In presenting his case, defendant had elected to establish his defense through sources other than by taking the witness stand himself. Defendant was entitled to do this without creating any presumption against him. Act 157 of 1916; State v. Liner,166 La. 97, 116 So. 712. If defendant had taken the stand, he would have subjected himself to all the rules applicable to the cross-examination of other witnesses. State v. Louviere,169 La. 109, 124 So. 188. By not taking the stand defendant escaped that ordeal, but he could not escape the unfavorable inference deducible from his silence. The incident was calculated to focus the attention of the jurors upon the fact that defendant did not testify in his own behalf and to warrant their assumption that defendant could not truthfully deny statements that materially affected his defense.

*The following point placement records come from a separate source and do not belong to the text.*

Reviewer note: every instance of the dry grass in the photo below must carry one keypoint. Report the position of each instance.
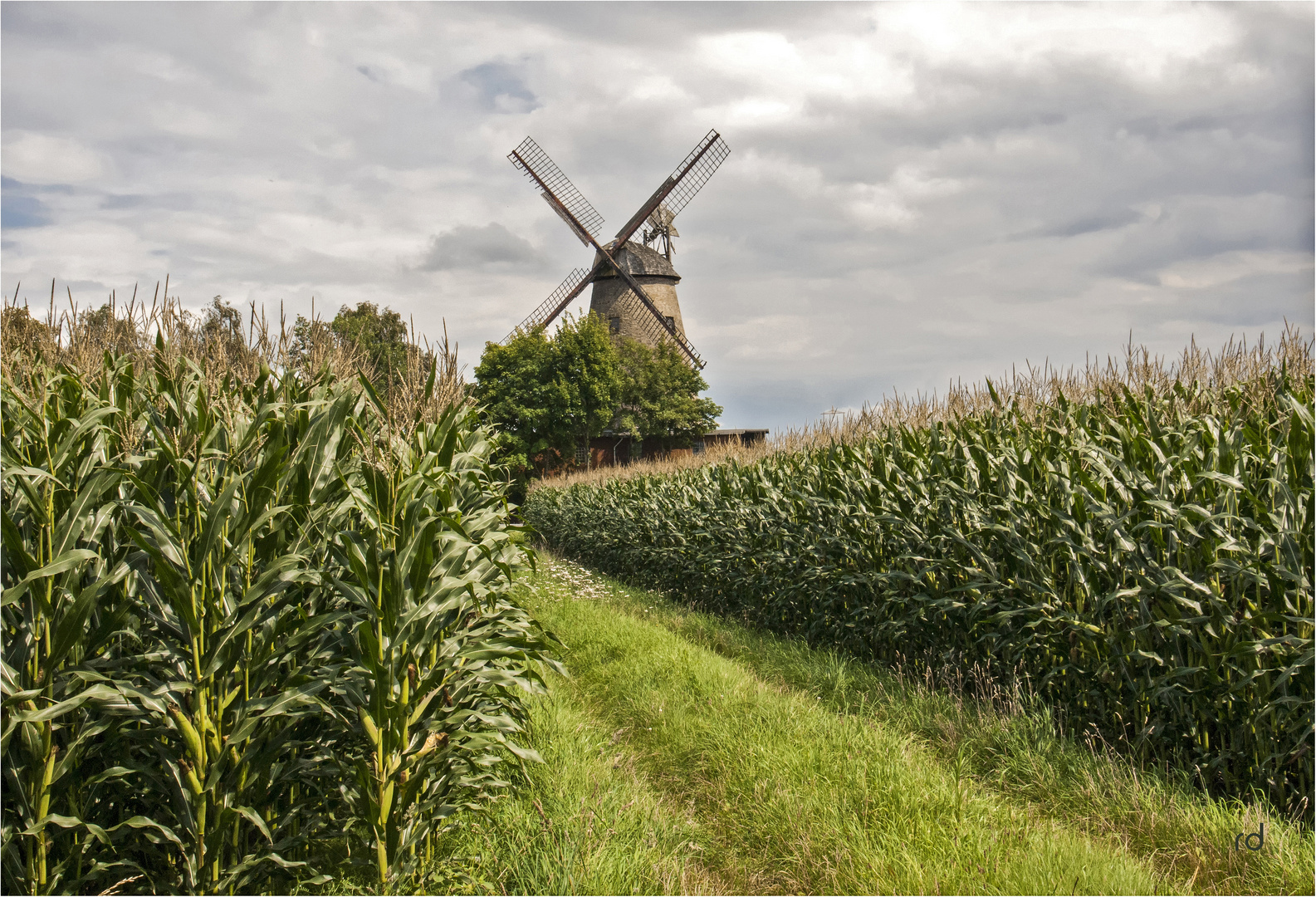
(78, 337)
(1028, 391)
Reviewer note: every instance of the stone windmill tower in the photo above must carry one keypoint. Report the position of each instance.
(634, 285)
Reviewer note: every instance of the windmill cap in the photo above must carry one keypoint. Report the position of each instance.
(641, 261)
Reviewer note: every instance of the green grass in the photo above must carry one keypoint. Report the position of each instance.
(687, 753)
(1010, 746)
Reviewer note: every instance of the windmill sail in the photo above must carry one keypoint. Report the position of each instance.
(657, 328)
(571, 287)
(585, 222)
(557, 189)
(684, 182)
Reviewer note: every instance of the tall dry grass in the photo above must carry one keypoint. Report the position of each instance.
(1030, 390)
(220, 343)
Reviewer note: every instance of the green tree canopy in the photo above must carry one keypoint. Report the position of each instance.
(523, 395)
(378, 336)
(549, 395)
(659, 394)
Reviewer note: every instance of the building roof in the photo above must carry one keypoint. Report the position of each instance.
(640, 260)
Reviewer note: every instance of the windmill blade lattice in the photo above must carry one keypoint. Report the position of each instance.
(699, 166)
(574, 283)
(535, 164)
(654, 328)
(684, 182)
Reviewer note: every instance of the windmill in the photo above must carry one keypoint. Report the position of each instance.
(634, 283)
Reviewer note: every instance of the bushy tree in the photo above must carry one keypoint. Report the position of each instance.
(380, 336)
(523, 395)
(375, 336)
(546, 397)
(591, 369)
(659, 395)
(549, 395)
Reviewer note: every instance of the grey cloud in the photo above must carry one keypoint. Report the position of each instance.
(501, 87)
(22, 213)
(488, 248)
(1073, 184)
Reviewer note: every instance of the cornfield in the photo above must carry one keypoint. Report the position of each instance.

Defendant objected to the testimony, as he had a right to do, and the failure of the trial judge to sustain the objection constitutes reversible error.
There is only one other complaint of defendant that may arise again on the retrial of the case. That complaint is leveled at the refusal of the trial judge to *Page 222 
sustain a motion to quash. Defendant alleges in his motion that one of the attesting witnesses to the procès verbal of the drawing of the grand jury was the chief deputy clerk of court for the Parish of Concordia and that by virtue of her office she was not a disinterested witness as required by law. There is no merit in the complaint.
The record shows that in drawing the grand jury the clerk of court acted as one of the jury commissioners and the deputy clerk of court acted as one of the witnesses. Since the deputy clerk was not at the time a member of the jury commission, she was qualified to serve as a witness to the proceeding. State v. Striplin, 165 La. 215, 115 So. 464.
For the reasons assigned, the conviction and sentence appealed from are annulled, and the case is remanded to the district court for a new trial.